Gas ekshalasi gunung api yang tersusun dari materi sulfur dinamakan

Pada artikel sebelumnya, kita telah membahas apa saja yang menyebabkan seringnya terjadi bencana di Indonesia. Hal ini dikarenakan ada banyak gunung api aktif yang berada di Indonesia. Setiap tahun, berbagai gunung api ini mengalami letusan dan menyebabkan gempa di kawasan sekitar gunung tersebut. Namun tahukah kamu, bahwa gunung api yang ada di Indonesia, bahkan di dunia, memiliki berbagai ragam jenisnya? Pada artikel kali ini, kita akan membahas jenis-jenis gunung api tersebut.

Jenis-Jenis Gunung Api

Berdasarkan bentuk dan proses terjadinya, gunung api dibagi menjadi tiga jenis, yaitu:

1. Gunung Api Maar

Gunung api maar adalah gunung api yang memiliki kawah di bagian puncaknya. Kata maar sendiri berarti danau tektonik yang terjal. Danau ini terbentuk karena sifat erupsi yang eksplosif atau letusan yang kuat. Bahan-bahan yang keluar dari letusan tersebut berupa material padat atau eflata. Contoh gunung api maar yang berada di Indonesia di antaranya adalah Gunung Dieng, Gunung Gamalama, dan Gunung Lamongan.

2. Gunung Api Perisai

Gunung api perisai memiliki alas yang luas dan bentuk lereng yang sangat landai. Hal ini disebabkan karena sifat erupsinya yang berupa letusan efusif atau magma yang keluar dengan cepat, mengalir dan menyebar di sekitar area gunung api. Gunung api perisai ini terjadi karena memiliki lava yang cair dengan tekanan yang lemah, serta dapur magma yang dangkal. Gunung api perisai banyak ditemui di Hawai, Amerika Serikat, seperti Gunung Mauna Loa, Gunung Mauna Kea, dan Gunung Kilauea.

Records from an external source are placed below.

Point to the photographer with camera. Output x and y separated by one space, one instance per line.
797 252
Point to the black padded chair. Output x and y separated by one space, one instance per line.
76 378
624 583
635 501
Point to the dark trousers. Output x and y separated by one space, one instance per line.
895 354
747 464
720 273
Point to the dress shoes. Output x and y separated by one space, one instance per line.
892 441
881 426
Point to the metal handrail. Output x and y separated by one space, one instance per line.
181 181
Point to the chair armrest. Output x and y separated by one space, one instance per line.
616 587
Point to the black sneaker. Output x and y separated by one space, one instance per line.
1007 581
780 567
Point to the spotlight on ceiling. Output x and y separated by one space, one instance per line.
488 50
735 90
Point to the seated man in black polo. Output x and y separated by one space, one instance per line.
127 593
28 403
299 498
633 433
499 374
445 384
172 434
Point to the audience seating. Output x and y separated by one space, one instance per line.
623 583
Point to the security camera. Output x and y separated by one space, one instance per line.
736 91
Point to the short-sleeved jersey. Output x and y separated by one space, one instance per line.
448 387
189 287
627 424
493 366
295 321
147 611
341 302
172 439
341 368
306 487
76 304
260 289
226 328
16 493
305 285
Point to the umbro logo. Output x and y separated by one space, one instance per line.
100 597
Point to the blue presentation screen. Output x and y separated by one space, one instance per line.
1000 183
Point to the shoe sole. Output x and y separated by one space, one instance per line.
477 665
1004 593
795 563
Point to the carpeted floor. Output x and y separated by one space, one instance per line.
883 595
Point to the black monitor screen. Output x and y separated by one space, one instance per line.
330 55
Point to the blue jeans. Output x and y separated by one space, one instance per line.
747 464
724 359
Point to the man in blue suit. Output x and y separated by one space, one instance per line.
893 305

3. Gunung Api Kerucut atau Strato.

Gunung api perisai terjadi karena adanya letusan dan lelehan atau eksplosif dan efusif yang terjadi secara terus-menerus dan bergantian. Sehingga, gunung ini membentuk suatu suatu kerucut yang lerengnya berlapis-lapis akibat letusan-letusan sebelumnya. Contoh gunung api perisai atau strato di Indonesia di antaranya Gunung Kerinci, Gunung Pangrango, dan Gunung Merbabu.

Tipe-Tipe Gunung Api

Gunung api yang ada di berbagai belahan dunia, termasuk di Indonesia, memiliki aktivitas yang berbeda-beda. Berdasarkan aktivitasnya tersebut, gunung api dibagi menjadi 3 tipe, yaitu tipe A, tipe B, dan tipe C.

A. Gunung api tipe A

Disebut juga gunung api aktif. Gunung api ini masih menghasilkan magma dan masih memiliki kemungkinan untuk mengalami erupsi. Gunung api tipe ini pernah mengalami erupsi minimal satu kali pada tahun 1600 atau setelahnya. Contoh gunung api aktif yang ada di Indonesia yaitu Gunung Merapi, Gunung Sinabung, dan Gunung Kerinci.

B. Gunung api tipe B

Disebut juga sebagai gunung api pasif. Gunung-gunung yang dikategorikan sebagai gunung api pasif adalah gunung yang tidak pernah mengalami erupsi pada tahun 1600 atau setelahnya. Tapi, gunung ini masih memperlihatkan gejala gunung api aktif. Misalnya, gunung api tersebut masih menghasilkan solfatara atau sumber gas belerang dan akan menjadi belerang padat jika membeku. Contoh gunung api pasif yang ada di Indonesia di antaranya Gunung Rajabasa yang terletak di Lampung dan Gunung Patuha yang terletak di Jawa Barat.

C. Gunung api tipe C

Adalah gunung api yang tidak diketahui sejarah erupsinya dalam catatan manusia. Namun, gunung tersebut menunjukkan bukti-bukti adanya aktivitas erupsi di masa lalu. Misalnya, ada solfatara, atau fumarola, atau kawah lubang yang mengeluarkan gas bercampur uap di sekitar daerah vulkanis. Contoh gunung api tipe C di antaranya Kawah Manui, Kawah Kamojang, dan Gunung Lahendong.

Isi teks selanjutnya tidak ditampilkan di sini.